See Tech:Sample Apache Config

One virtual host will need to be set up for each instance. ServerName should match the host name above and PythonInterpreter should be set to match the instance name.

ServerName localhost
<Location /wfs>
  PythonInterpreter minnesota
</Location>

[edit] Shell Scripts

While scripts launched by mod_python should be able to determine which instance to use by looking at the PythonInterpreter setting, other Python and shell scripts (except for those which are instance-agnostic) need to have the INSTANCE environment variable set before running them.

INSTANCE=minnesota ./routedctl start

[edit] Database Schemas

The tables in the Cyclopath database are now split into different schemas depending on their use. Before everything was in the "public" schema; now there is a separate schema for each instance in addition to the public schema. The public schema is now a "shared" schema and contains objects that are common to all instances of Cyclopath. This includes the user tables, type_code tables, and various other enum-like tables. All tables containing data specific to an instance of Cyclopath (geofeatures, annotations, etc.) have been moved to separate schemas, one for each instance.

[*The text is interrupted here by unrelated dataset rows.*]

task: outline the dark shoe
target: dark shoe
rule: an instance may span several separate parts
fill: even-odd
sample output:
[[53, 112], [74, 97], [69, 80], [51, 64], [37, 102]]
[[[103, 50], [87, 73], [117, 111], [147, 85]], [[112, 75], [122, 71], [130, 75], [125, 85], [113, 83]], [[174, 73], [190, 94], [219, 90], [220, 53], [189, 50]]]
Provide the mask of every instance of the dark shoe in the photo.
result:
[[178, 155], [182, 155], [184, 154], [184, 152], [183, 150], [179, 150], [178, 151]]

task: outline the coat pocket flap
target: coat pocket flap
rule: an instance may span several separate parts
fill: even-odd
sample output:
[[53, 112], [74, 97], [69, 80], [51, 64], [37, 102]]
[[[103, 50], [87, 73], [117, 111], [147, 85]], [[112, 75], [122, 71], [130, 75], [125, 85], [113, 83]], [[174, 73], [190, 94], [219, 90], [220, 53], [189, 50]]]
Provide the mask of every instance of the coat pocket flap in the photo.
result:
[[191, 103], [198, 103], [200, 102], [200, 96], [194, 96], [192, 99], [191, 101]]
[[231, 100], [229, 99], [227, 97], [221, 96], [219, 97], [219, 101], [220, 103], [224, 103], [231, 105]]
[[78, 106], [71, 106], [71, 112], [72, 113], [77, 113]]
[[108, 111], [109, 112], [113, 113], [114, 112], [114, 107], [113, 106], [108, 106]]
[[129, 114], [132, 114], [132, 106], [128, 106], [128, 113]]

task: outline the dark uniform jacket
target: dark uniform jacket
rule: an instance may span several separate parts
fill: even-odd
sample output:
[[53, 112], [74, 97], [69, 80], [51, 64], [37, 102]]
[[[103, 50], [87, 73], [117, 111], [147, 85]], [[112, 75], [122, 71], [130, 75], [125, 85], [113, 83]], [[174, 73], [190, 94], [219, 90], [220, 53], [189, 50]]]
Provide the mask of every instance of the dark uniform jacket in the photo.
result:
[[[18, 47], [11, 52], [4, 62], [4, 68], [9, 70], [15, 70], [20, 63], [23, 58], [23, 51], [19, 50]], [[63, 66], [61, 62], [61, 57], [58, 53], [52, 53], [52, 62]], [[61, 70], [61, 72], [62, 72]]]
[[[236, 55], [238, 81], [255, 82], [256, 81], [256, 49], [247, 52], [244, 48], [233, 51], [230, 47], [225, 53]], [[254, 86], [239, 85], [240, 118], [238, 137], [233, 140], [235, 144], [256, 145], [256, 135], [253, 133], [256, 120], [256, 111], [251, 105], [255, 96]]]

Views are strongly linked to the tables they depend on, so views on instance-specific tables have also been moved to instance-specific schemas. Functions, on the other hand, do not appear to be strongly linked to the tables they access and can safely be kept in the public schema (with the exception of a couple functions that contain hard-coded schema-specific values).

[edit] Using psql

When connecting to the database manually using psql, only tables in the "public" schema will show up by default. To see a more complete list:

SET search_path TO minnesota, public;

This is what db_glue.py does when it starts up.

[edit] Creating new objects

All new tables need to be created in the appropriate schema. In general, enums and type tables should be created in the public schema, while tables containing instance-specific data should be created once in each instance schema. This process can be partially automated by creating two scripts: one for the public tables and one for instance-specific tables. schema-upgrade.py can distinguish between the two by checking for the @once-per-instance keyword within the script.

Example:

006-1-point-type.sql

/* create the point type table */
CREATE TABLE point_type (
  code INT PRIMARY KEY
  ...

Since the default search path includes the public schema, the table will be created in public. However, it might be more clear to explicitly specify the schema name:

CREATE TABLE public.point_type (

The instance-specific table should be created slightly differently:

006-2-point.sql

/* Create the point table; this script needs to be run
   @once-per-instance */
SET search_path TO @@@instance@@@, public;
CREATE TABLE point (
  type_code INT NOT NULL REFERENCES point_type (code)
...

Specifying @once-per-instance tells schema-upgrade.py to run the script once for each instance schema. The @@@instance@@@ keyword is automatically substituted with an actual schema name when it is run by schema-upgrade.py.

While it's not required, it will probably be helpful to number related scripts with the same three-digit number. In this case, there may need to be additional numbers in the script names to ensure they are run in a specific order (as in this example).

[edit] Arbitrary SQL scripts

Use psql_wrap.sh, which accepts a SQL script name and the database name as arguments.